- Flyer for the ColecoVision version
- Developer: Coleco
- Publisher: Coleco
- Platforms: Colecovision, Atari 8-bit, Commodore 64
- Release: May 1984
- Genre: Strategy

= WarGames (video game) =

1984 video game

WarGames is a strategy video game developed by Coleco for the ColecoVision and published in 1984. It was ported to the
Atari 8-bit computers and Commodore 64. The game's goal is to defend the United States against nuclear attack, much in the style of a less frantic Missile Command. The principal designer was Coleco staffer Joseph Angiolillo.

Joseph Angiolillo presented a one-hour seminar on the creation of WarGames at the August 2011 Board Game Players Convention in Lancaster, PA where he showed a DVD of his creation process and memos and lists from Coleco showing the designers of each Coleco product.

The game was directly inspired by MGM's 1983 film WarGames, but instead of depicting the film's events, it adapts its iconic NORAD scene into playable form.

== Gameplay ==

The initial DEFCON for each sector is 5.

As the game begins, the iconic line "Greetings Professor Falken:" appears on the screen, quickly followed by, in a box: "Select a Challenge Level from 1 to 8 for Global Thermonuclear War". After the skill level has been chosen, the main game screen appears.

The continental United States is divided into six sectors, each with its own bases and major cities.
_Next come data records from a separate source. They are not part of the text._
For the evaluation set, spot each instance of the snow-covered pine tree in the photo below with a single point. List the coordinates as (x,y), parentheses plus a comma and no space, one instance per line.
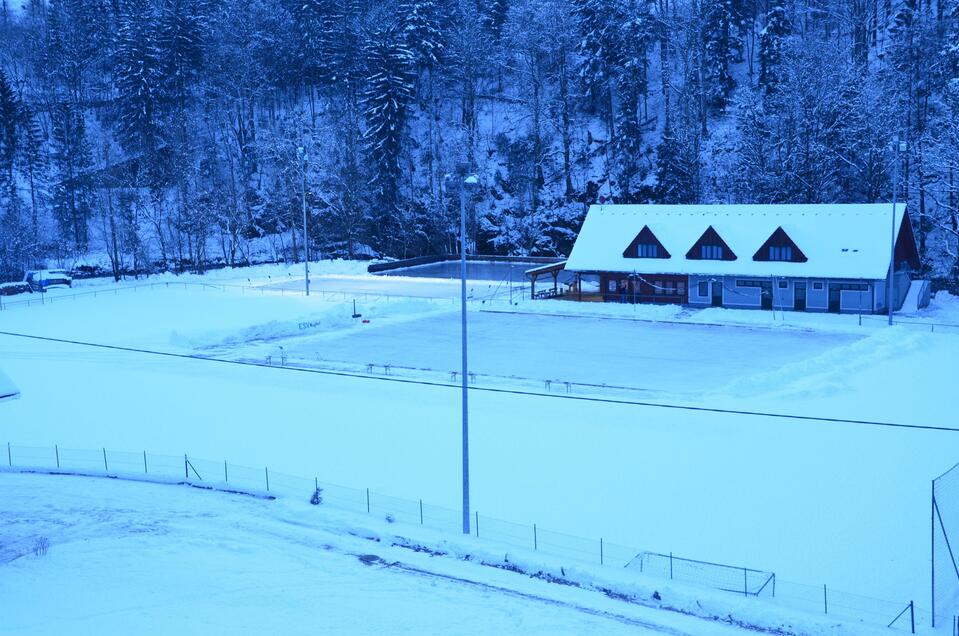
(72,195)
(600,50)
(138,80)
(10,113)
(632,86)
(386,99)
(675,170)
(494,17)
(180,43)
(719,48)
(317,23)
(34,167)
(421,22)
(771,42)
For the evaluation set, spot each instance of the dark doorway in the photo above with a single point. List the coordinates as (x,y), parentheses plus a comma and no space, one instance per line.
(799,302)
(767,296)
(835,292)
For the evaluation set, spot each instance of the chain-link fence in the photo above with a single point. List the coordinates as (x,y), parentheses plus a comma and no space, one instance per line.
(500,295)
(744,581)
(945,546)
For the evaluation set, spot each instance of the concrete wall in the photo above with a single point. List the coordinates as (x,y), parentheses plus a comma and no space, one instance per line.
(817,300)
(855,301)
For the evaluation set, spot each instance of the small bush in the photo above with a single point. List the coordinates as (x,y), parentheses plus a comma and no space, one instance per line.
(40,546)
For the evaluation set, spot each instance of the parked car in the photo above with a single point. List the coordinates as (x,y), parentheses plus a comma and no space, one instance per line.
(11,289)
(43,279)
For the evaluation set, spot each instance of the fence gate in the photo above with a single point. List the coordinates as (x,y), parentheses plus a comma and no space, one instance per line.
(945,545)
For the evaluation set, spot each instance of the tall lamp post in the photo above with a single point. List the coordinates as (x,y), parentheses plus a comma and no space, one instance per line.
(468,183)
(898,148)
(301,154)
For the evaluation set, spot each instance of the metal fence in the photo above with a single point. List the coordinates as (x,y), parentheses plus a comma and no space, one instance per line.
(945,545)
(743,581)
(512,294)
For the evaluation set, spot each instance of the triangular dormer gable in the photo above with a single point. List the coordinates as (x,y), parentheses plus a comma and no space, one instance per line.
(645,245)
(906,252)
(710,247)
(779,247)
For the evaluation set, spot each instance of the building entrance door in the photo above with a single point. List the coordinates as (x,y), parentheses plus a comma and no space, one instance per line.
(717,294)
(799,302)
(834,298)
(767,295)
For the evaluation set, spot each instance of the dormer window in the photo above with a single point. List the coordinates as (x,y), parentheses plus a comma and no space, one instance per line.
(645,245)
(780,247)
(648,250)
(780,253)
(710,247)
(711,252)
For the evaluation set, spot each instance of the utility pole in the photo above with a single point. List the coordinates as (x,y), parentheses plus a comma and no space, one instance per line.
(898,147)
(301,153)
(468,182)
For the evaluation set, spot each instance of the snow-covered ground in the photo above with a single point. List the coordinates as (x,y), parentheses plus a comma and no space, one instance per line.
(122,556)
(815,502)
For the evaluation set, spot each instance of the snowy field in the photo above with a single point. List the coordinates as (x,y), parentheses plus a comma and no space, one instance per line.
(816,502)
(178,560)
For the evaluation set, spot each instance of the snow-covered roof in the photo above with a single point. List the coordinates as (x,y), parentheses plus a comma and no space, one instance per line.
(7,389)
(839,241)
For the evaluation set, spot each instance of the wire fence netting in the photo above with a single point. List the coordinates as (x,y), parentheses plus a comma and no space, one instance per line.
(744,581)
(945,545)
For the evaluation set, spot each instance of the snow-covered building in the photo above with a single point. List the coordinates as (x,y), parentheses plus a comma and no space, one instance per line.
(832,258)
(7,389)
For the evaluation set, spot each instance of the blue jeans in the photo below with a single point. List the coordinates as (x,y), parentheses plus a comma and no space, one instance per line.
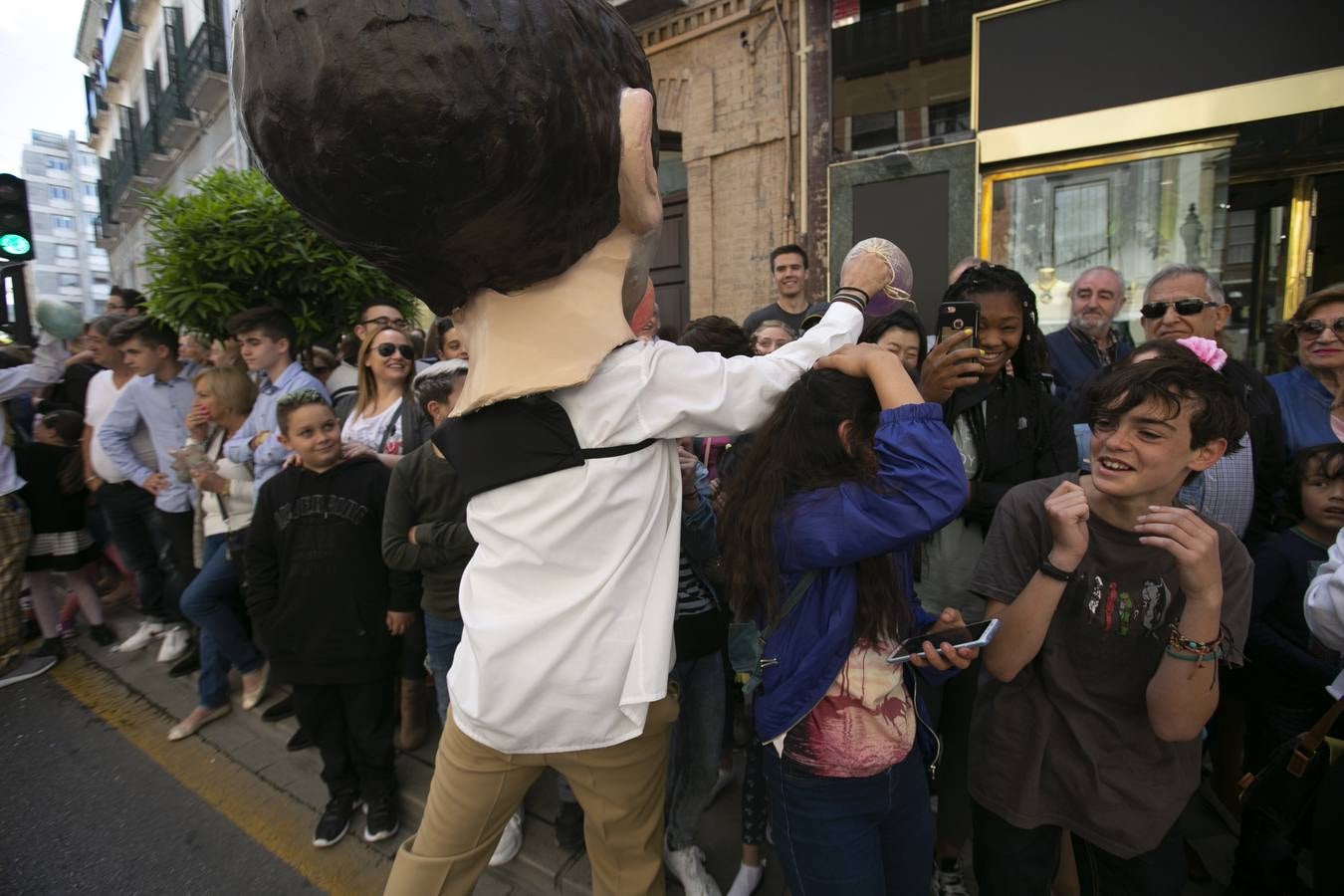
(696,743)
(851,835)
(441,639)
(214,602)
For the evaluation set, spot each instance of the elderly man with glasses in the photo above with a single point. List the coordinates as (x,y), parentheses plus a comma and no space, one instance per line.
(1186,300)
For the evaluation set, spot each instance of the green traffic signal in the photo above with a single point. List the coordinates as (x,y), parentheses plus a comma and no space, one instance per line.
(14,245)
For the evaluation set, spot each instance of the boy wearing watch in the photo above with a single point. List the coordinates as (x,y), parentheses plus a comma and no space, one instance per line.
(1117,610)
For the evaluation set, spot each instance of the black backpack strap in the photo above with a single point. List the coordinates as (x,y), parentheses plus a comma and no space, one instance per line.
(517,439)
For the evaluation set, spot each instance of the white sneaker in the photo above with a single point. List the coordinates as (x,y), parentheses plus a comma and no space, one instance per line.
(144,634)
(748,880)
(511,842)
(175,644)
(687,865)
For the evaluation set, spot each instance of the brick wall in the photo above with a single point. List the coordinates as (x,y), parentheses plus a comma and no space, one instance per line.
(719,73)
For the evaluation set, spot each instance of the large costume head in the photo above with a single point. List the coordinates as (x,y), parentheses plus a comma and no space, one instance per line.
(471,150)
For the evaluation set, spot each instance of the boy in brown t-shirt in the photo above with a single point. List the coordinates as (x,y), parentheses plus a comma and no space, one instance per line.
(1116,610)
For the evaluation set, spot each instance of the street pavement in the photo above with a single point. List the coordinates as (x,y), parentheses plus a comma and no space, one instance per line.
(96,799)
(85,811)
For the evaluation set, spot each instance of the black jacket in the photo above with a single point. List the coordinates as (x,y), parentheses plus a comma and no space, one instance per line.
(1269,450)
(318,588)
(1020,435)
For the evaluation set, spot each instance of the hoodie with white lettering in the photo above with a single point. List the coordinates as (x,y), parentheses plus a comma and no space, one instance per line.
(318,588)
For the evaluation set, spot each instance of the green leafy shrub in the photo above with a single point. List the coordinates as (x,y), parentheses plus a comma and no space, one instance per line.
(233,243)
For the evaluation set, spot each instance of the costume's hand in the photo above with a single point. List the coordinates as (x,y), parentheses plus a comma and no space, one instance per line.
(156,483)
(948,367)
(687,462)
(207,480)
(399,622)
(1194,543)
(868,272)
(1067,511)
(949,658)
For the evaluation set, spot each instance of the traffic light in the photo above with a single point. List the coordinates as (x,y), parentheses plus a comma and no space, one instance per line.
(15,226)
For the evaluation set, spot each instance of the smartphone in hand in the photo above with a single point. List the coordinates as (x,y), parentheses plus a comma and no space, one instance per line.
(955,318)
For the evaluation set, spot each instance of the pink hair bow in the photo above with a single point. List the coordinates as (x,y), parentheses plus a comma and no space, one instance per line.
(1206,349)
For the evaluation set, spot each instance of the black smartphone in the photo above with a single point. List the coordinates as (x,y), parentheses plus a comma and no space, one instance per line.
(978,634)
(955,318)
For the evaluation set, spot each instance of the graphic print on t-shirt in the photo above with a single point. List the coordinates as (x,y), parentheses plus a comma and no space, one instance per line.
(863,726)
(1116,608)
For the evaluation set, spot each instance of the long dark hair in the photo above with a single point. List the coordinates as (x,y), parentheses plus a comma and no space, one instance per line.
(1031,357)
(798,450)
(69,429)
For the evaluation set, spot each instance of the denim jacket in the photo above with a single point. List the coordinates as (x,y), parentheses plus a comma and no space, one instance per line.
(922,488)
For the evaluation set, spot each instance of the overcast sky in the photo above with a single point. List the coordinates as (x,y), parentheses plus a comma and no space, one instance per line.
(43,82)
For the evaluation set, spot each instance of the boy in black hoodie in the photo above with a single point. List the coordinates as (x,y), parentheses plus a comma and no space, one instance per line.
(326,607)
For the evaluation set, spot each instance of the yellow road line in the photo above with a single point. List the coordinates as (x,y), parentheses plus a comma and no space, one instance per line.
(275,819)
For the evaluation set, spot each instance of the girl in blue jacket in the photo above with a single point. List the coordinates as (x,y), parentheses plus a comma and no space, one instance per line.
(849,473)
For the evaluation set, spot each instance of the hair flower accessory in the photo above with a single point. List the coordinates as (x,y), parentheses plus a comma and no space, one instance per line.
(1206,349)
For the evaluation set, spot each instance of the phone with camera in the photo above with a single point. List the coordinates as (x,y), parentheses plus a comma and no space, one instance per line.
(976,634)
(955,318)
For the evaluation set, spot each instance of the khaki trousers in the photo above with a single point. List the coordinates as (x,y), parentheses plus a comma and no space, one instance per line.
(476,788)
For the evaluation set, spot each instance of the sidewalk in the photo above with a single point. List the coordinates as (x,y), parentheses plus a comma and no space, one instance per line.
(541,868)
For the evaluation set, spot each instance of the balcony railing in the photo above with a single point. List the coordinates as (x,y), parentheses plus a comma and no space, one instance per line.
(893,39)
(117,30)
(206,68)
(95,101)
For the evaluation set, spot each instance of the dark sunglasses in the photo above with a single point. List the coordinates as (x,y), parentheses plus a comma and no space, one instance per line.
(387,349)
(1185,307)
(395,323)
(1312,330)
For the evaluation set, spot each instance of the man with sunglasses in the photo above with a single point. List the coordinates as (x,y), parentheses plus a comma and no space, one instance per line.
(1186,300)
(372,312)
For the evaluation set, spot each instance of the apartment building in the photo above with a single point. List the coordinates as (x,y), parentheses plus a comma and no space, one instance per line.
(158,111)
(62,177)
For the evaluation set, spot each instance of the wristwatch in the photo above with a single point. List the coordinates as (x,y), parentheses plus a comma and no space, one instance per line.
(1055,572)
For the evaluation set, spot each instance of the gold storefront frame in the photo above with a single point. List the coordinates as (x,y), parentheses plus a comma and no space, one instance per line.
(1099,160)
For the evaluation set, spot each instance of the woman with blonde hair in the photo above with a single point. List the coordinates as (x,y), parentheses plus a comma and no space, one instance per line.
(380,418)
(214,598)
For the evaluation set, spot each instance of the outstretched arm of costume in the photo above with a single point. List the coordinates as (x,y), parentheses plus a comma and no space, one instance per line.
(47,367)
(921,488)
(1325,599)
(687,392)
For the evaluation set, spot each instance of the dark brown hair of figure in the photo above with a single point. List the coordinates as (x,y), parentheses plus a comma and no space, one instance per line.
(456,145)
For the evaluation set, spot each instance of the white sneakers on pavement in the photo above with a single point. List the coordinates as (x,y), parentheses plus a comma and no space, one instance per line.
(748,880)
(687,865)
(176,641)
(511,842)
(144,634)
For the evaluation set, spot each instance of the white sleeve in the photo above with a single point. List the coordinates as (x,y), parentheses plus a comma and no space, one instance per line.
(47,367)
(1325,599)
(687,392)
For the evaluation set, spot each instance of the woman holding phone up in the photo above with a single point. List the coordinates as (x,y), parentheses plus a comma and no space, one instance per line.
(992,381)
(845,477)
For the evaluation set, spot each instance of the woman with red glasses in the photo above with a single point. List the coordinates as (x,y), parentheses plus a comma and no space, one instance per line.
(1312,391)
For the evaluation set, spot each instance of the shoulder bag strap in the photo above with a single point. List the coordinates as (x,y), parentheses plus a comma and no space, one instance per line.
(1310,742)
(798,590)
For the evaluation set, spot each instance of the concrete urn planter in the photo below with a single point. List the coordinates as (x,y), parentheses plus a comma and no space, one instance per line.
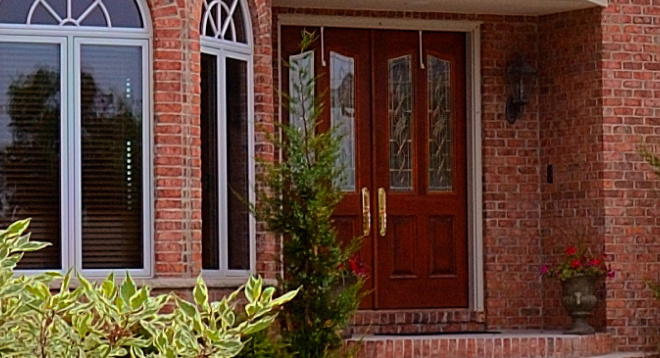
(579,300)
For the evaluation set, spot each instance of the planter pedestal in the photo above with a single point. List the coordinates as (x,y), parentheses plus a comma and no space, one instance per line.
(579,300)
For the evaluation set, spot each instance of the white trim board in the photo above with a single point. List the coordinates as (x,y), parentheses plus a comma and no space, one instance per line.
(473,96)
(377,23)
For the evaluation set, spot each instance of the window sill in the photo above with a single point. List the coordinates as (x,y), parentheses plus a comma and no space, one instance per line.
(176,283)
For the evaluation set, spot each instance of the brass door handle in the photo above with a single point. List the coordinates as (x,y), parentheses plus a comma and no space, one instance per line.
(382,212)
(366,212)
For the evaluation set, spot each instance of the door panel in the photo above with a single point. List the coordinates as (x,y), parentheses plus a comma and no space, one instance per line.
(404,132)
(426,184)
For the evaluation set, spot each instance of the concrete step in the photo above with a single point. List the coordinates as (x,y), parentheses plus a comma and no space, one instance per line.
(517,344)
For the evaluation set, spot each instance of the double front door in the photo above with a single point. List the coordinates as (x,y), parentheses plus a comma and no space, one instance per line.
(399,101)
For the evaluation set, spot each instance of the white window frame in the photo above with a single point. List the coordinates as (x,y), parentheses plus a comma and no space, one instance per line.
(70,39)
(223,50)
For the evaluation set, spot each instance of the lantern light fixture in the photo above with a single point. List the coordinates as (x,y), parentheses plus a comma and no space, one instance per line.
(520,76)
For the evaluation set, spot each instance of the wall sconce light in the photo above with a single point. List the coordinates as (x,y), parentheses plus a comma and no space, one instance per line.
(520,75)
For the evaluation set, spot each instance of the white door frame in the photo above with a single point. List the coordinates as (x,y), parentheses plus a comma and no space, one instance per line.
(473,98)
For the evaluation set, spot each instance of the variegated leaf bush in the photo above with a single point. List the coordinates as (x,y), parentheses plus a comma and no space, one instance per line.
(107,319)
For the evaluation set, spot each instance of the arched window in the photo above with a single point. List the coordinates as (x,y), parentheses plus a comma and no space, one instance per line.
(227,138)
(74,131)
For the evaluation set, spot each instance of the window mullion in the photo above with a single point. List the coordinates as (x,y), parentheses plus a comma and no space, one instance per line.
(223,218)
(67,184)
(75,203)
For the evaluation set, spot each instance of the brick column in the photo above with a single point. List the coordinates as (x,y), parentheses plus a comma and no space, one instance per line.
(631,193)
(176,160)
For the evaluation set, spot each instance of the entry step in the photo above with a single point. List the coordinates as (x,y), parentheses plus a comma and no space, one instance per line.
(516,344)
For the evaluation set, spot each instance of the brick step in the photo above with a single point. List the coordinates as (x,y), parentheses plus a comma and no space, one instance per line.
(488,345)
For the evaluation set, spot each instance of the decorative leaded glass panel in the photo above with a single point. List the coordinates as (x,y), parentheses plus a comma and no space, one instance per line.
(224,20)
(301,76)
(342,113)
(440,131)
(400,99)
(94,13)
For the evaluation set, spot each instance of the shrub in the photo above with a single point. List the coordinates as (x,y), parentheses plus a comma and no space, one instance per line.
(297,201)
(110,320)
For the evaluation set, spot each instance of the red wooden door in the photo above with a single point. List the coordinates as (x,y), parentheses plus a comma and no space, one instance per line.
(419,133)
(405,138)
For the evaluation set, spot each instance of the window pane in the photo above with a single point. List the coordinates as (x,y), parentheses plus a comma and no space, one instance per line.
(209,127)
(439,111)
(30,145)
(122,13)
(342,114)
(14,11)
(301,73)
(111,135)
(237,165)
(400,113)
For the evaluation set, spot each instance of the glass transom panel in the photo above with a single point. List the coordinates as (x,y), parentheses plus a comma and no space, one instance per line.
(400,99)
(91,13)
(440,129)
(342,114)
(224,20)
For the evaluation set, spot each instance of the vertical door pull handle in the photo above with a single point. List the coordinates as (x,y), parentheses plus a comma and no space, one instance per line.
(366,212)
(382,212)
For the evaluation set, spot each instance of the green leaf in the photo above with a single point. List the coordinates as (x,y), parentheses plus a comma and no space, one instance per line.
(128,288)
(138,299)
(201,293)
(187,308)
(15,229)
(284,298)
(108,285)
(260,325)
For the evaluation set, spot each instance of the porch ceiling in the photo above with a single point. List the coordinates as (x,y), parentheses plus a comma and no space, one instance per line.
(495,7)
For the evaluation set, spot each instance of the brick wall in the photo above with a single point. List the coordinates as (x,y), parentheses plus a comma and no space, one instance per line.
(177,157)
(571,141)
(511,169)
(631,71)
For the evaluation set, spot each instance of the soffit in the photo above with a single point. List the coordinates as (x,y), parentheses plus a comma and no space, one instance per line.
(494,7)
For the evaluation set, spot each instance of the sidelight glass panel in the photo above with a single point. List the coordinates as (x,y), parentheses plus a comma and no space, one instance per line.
(238,159)
(440,131)
(210,173)
(30,145)
(342,114)
(400,99)
(111,156)
(301,77)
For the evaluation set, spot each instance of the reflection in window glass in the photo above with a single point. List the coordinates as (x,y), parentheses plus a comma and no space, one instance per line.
(111,121)
(439,112)
(342,114)
(400,113)
(301,73)
(30,119)
(209,127)
(103,13)
(237,165)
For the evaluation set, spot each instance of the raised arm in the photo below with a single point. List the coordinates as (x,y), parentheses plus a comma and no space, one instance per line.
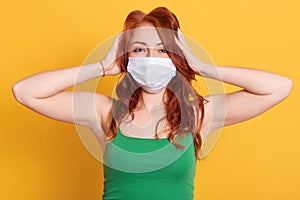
(46,94)
(261,90)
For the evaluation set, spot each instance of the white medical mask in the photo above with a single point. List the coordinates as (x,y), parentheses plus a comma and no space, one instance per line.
(152,73)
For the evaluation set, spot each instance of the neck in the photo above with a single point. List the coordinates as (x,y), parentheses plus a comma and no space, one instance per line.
(152,99)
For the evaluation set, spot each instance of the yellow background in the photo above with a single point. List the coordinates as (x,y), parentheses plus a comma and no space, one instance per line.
(44,159)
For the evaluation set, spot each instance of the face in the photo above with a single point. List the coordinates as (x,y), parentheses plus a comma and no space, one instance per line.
(145,42)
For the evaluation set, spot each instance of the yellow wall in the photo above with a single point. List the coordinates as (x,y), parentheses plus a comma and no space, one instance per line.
(44,159)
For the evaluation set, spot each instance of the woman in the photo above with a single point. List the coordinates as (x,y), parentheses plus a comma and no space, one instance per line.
(146,132)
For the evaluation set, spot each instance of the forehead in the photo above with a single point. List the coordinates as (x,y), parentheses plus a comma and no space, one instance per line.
(148,35)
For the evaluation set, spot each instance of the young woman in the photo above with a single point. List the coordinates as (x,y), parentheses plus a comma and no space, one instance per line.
(147,131)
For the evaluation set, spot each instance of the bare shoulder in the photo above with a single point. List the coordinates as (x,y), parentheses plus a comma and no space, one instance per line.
(214,113)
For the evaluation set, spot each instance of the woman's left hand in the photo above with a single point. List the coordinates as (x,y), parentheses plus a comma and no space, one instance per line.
(194,62)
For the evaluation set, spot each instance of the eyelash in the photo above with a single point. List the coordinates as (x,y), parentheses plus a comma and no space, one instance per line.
(138,50)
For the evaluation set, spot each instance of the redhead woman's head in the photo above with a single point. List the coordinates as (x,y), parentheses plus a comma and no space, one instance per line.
(153,35)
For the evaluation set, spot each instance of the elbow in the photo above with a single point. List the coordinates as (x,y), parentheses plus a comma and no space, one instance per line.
(285,88)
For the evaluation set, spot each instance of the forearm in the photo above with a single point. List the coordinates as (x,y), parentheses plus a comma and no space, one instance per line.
(254,81)
(45,84)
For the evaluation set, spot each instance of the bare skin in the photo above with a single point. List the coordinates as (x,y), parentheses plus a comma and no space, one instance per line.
(46,93)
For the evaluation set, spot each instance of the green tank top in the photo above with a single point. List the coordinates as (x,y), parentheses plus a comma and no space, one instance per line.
(148,169)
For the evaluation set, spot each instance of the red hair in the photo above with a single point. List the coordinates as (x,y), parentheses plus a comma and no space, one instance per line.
(183,104)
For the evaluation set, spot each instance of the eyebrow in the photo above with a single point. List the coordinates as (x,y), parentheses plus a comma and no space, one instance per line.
(143,43)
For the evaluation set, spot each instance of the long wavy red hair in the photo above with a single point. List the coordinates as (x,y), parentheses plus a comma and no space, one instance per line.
(183,105)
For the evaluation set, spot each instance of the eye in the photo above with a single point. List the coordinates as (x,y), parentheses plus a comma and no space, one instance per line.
(138,50)
(163,51)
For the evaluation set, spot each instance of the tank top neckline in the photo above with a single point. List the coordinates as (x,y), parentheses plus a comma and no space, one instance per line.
(137,138)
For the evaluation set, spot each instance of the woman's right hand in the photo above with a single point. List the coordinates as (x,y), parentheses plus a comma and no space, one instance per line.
(110,66)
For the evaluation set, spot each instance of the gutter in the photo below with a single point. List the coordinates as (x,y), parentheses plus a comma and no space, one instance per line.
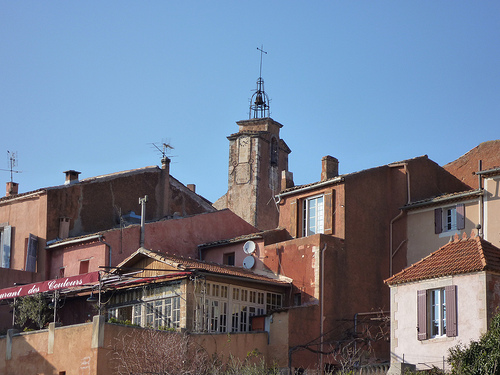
(489,171)
(437,200)
(310,187)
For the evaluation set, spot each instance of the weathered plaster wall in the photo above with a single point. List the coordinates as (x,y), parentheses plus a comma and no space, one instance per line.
(178,236)
(492,210)
(37,352)
(471,315)
(422,239)
(26,214)
(69,258)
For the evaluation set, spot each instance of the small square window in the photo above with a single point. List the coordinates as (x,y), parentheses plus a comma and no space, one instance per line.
(313,216)
(228,259)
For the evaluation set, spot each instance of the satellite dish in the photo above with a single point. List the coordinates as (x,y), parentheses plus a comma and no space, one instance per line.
(249,247)
(248,262)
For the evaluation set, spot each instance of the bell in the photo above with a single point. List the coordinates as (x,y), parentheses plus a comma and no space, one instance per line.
(258,99)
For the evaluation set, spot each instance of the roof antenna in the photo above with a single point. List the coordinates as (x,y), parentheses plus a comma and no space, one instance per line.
(259,103)
(12,162)
(164,148)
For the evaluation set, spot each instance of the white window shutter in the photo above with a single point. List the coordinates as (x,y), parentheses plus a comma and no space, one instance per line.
(6,243)
(422,314)
(451,311)
(460,216)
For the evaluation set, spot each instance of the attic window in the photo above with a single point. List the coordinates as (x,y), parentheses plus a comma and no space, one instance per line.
(449,219)
(228,259)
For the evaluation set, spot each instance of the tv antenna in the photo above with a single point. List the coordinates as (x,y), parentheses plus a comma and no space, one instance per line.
(12,162)
(163,148)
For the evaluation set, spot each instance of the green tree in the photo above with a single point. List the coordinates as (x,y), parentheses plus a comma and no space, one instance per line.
(33,310)
(479,357)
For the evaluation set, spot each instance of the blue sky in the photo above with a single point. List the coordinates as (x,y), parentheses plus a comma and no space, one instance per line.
(90,85)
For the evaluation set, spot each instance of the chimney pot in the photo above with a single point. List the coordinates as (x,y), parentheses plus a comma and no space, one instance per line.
(329,167)
(71,177)
(286,180)
(12,189)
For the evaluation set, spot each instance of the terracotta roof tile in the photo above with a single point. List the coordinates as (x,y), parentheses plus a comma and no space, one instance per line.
(183,263)
(459,256)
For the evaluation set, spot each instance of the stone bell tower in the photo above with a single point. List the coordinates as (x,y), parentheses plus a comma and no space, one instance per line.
(257,157)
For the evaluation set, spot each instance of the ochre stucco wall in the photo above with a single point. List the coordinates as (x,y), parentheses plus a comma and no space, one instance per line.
(422,239)
(26,214)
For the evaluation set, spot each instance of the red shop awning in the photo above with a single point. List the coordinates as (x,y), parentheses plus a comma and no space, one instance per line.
(46,286)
ICBMs and bombers rain over the North Pole, while submarines inch toward coasts. Defenses consist of ABMs, interceptor aircraft, submarines and an experimental particle beam satellite that trumps everything else but weaves in and out of sectors on a fixed orbit. US units are individually far superior, but vulnerable to the destruction of interceptor and missile bases. Events proceed in real time in all sectors as defenses gradually crumble.

Enemy presence and the destruction of bases and cities lower a sector's Defense Condition (DEFCON) status. The DEFCON level for each sector is factored into the total DEFCON status. If it stays at 1 for 60 successive seconds, or if at any time all cities and bases have been destroyed, an automated counterstrike triggers global thermonuclear war and the player loses the game. The game is won by preventing a counterstrike long enough for a cease-fire to be reached. With eight difficulty levels, one game takes approximately four to eight minutes.

The game is visually stark and technical by 1984 standards. As in the original movie, the manual hints that the attack is a hallucinated result of a computer glitch; the counterstrike is not.